In this paper in section 4 they define
$$ \bf{h_1} = \bf{x_i} \bf{A}\mbox{; } h_2=h_1C\mbox{; } h_3 = h_2 D\mbox{; } y_i = h_3 C^{-1} $$
where $\bf{A} = diag(\bf{a})$ and $\bf{D} = diag(\bf{d})$. Cosine transform is defined such that $\bf{C}^{-1} = \bf{C}'$.

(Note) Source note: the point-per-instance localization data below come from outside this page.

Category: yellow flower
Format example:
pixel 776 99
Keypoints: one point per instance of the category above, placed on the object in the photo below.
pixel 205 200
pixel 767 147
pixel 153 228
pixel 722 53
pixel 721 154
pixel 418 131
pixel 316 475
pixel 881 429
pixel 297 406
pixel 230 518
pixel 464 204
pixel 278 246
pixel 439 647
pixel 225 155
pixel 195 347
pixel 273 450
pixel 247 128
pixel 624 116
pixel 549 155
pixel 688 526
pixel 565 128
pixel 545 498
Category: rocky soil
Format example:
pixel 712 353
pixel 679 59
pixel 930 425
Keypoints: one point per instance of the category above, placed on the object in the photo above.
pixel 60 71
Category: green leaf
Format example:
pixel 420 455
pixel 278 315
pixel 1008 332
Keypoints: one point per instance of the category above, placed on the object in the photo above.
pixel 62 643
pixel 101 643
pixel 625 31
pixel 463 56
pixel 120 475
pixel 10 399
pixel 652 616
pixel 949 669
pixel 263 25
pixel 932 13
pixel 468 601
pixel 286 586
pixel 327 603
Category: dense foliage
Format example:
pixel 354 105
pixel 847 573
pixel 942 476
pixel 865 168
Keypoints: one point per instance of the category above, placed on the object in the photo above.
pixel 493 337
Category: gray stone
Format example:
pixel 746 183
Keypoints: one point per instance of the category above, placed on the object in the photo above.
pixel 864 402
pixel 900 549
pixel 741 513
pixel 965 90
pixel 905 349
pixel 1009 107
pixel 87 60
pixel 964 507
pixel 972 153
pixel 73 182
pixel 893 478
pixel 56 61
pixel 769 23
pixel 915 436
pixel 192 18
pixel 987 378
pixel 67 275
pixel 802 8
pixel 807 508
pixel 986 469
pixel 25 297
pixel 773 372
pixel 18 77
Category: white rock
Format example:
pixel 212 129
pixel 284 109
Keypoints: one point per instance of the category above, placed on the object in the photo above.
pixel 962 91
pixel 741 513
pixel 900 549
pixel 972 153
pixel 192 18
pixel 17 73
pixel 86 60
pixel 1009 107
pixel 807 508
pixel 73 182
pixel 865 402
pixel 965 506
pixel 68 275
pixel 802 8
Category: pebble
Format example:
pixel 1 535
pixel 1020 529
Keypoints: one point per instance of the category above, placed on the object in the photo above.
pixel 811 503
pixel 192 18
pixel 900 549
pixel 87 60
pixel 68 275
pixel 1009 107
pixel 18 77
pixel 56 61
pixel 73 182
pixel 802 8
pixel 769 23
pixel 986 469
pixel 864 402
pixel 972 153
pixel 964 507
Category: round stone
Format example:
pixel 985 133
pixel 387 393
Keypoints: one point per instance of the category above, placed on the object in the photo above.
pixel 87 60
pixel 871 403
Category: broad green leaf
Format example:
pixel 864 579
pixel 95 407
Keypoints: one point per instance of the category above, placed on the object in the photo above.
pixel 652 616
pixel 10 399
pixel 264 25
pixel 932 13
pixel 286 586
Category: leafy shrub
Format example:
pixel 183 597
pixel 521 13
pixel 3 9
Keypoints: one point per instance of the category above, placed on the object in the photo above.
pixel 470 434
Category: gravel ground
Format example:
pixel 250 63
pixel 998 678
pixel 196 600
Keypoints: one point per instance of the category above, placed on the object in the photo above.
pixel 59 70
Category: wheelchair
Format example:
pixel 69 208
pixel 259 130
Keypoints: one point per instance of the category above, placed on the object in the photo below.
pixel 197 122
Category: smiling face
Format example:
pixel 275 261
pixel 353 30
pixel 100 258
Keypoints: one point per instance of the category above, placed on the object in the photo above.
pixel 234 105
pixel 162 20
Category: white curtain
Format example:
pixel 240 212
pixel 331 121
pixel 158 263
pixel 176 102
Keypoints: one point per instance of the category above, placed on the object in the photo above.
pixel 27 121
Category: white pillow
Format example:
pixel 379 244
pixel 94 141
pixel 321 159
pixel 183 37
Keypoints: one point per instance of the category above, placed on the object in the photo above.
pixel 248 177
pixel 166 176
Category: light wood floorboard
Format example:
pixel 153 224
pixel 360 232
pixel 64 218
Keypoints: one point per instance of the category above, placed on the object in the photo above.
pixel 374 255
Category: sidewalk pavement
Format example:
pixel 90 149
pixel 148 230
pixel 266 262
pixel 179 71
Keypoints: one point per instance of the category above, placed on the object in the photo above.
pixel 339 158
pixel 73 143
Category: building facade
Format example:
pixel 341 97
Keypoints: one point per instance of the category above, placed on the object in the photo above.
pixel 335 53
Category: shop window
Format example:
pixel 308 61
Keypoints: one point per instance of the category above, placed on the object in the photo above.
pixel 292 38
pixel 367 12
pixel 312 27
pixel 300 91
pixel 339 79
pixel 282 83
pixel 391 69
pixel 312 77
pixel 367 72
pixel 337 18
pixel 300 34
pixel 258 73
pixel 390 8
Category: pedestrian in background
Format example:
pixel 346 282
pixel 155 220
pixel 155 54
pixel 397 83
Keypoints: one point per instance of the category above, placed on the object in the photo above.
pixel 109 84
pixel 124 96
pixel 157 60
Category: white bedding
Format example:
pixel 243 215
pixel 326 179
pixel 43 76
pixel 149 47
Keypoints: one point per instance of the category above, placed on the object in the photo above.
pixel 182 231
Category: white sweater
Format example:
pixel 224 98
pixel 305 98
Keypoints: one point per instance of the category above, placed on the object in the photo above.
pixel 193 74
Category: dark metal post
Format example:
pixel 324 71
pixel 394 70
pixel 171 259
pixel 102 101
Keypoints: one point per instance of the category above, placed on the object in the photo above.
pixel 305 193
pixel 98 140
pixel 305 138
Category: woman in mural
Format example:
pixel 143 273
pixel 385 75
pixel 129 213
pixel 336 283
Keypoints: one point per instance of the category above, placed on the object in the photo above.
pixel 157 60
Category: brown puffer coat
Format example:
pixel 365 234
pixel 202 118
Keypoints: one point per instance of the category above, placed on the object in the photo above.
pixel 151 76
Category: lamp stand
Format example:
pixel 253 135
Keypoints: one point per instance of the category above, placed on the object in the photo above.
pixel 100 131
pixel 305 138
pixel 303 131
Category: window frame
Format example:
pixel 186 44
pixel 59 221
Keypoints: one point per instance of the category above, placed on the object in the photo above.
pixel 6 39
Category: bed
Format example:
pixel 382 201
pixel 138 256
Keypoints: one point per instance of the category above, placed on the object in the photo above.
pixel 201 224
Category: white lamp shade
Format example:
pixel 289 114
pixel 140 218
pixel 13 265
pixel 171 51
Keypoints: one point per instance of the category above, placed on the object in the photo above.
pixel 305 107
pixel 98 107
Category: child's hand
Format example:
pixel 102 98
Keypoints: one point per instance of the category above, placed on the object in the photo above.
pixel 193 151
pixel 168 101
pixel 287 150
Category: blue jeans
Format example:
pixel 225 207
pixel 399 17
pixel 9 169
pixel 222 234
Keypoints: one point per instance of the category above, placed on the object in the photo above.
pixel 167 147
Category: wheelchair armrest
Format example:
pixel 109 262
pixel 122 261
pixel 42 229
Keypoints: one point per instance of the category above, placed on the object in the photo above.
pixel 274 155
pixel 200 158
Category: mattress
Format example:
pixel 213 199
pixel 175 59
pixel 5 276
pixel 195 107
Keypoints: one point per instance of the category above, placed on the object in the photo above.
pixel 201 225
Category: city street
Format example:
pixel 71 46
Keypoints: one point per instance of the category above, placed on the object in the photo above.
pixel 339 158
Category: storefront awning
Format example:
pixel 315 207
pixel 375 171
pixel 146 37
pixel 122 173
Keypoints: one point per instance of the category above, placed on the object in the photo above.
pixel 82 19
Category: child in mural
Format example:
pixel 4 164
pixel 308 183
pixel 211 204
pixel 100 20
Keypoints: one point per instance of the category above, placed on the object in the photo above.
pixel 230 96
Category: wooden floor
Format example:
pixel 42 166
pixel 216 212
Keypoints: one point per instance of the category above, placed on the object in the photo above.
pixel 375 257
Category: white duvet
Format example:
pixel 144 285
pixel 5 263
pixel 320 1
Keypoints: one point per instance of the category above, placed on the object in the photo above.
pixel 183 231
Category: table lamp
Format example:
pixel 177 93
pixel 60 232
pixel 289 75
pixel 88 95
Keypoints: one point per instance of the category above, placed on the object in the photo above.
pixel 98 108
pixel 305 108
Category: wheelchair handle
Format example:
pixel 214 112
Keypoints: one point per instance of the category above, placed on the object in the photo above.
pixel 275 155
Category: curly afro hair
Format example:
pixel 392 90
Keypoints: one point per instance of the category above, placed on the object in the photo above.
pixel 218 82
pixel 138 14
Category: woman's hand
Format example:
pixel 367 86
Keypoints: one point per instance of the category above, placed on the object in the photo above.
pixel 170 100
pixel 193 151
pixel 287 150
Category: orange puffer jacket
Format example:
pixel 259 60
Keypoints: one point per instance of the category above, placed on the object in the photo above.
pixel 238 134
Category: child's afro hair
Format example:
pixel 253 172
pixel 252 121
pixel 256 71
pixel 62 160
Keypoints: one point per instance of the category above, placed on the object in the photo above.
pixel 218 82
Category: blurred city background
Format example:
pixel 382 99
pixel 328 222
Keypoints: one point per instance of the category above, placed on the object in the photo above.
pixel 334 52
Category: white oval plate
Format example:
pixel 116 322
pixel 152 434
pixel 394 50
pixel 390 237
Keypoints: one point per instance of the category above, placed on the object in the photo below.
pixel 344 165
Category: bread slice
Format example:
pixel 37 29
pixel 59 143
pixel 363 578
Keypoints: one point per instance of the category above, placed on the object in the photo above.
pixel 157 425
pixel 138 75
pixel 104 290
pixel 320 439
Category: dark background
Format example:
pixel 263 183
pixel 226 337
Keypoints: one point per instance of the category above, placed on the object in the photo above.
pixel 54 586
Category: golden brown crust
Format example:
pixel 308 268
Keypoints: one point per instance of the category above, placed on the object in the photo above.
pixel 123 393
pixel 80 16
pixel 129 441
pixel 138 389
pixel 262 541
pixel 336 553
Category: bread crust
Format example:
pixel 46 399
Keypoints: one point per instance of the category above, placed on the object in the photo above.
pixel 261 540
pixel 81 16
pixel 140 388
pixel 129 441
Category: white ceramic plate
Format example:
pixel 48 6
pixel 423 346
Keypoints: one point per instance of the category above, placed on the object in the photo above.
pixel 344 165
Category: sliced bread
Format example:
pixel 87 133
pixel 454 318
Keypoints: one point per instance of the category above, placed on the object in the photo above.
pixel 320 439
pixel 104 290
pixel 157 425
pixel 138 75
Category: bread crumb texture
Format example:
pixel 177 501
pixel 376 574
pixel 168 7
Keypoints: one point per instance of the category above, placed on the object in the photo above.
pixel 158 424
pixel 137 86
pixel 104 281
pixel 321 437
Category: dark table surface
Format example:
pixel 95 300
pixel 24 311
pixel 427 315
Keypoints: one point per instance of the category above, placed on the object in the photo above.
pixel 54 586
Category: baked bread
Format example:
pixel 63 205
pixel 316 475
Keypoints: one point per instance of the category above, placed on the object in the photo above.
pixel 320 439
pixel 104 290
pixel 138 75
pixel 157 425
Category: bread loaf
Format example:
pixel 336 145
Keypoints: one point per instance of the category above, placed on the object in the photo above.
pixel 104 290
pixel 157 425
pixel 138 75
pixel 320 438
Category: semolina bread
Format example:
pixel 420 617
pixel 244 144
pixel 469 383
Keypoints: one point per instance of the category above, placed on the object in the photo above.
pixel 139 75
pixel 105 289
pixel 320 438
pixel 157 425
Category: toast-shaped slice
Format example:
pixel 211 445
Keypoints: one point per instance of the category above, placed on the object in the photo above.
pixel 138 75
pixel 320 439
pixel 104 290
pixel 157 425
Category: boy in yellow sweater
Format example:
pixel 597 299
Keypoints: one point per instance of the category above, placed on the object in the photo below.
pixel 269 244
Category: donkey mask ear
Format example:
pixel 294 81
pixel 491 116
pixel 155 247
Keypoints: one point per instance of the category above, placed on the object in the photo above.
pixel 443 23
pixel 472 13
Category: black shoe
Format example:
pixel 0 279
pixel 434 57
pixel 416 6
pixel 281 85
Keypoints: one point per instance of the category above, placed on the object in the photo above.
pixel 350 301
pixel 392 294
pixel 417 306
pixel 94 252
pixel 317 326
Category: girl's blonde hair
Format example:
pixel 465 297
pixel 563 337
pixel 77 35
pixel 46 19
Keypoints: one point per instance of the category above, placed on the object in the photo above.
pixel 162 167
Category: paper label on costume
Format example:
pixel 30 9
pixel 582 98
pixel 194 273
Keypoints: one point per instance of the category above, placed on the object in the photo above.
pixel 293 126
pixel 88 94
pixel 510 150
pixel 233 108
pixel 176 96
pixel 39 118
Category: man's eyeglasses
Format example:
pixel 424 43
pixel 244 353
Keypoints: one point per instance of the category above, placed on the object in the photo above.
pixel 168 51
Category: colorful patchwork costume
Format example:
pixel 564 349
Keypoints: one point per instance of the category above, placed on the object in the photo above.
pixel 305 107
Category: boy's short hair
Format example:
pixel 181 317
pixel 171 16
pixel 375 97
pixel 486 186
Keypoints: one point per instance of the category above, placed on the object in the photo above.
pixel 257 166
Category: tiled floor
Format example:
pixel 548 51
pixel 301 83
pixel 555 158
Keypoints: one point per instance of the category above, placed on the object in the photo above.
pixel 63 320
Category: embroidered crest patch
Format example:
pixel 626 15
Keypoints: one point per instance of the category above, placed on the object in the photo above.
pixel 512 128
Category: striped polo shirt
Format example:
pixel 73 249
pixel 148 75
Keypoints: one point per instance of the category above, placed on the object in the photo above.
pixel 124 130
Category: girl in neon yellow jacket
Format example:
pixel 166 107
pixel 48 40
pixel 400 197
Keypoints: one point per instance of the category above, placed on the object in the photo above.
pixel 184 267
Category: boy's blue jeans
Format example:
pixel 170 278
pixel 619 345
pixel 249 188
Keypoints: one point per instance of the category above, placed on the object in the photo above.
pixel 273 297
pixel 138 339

Then they apply the chain rule for derivatives and write:
$$ \frac{\partial L}{\partial \bf{d}} = \frac{\partial \bf{y_i}}{\partial \bf{d}} \frac{\partial L}{\partial \bf{y_i}} = \frac{\partial \bf{h_2} \bf{D}}{\partial \bf{d}}\frac{\partial \bf{h_3}\bf{C}^{-1}}{\partial \bf{h_3}}\frac{\partial L}{\partial \bf{y_i}} = diag(\bf{h_2})\bf{C} \frac{\partial L}{\partial \bf{y_i}} $$
and also
$$ \frac{\partial L}{\partial \bf{a}} = \frac{\partial \bf{x_i} \bf{A}}{\partial \bf{a}}\frac{\partial \bf{h_1C}}{\partial \bf{h_1}}\frac{\partial\bf{ h_2 D}}{\partial \bf{h_2}}\frac{\partial L}{\partial \bf{h_3}} = \bf{x_i} \odot \bf{C}^{-1}\bf{d} \odot\bf{C}\frac{\partial L}{\partial \bf{y_i}} $$
What I don't understand is how $\frac{\partial \bf{h_3}\bf{C}^{-1}}{\partial \bf{h_3}} = \bf{C}$ and $\frac{\partial \bf{h_1C}}{\partial \bf{h_1}} = \bf{C}^{-1}$.
It' s a problem of convention, they use denominator convention, therefore the result is the transpose of what I'd have said. Being their definition of discrete cosine transform orthogonal, $C^{-1} = C^T$ and $(C^T)^T = C$.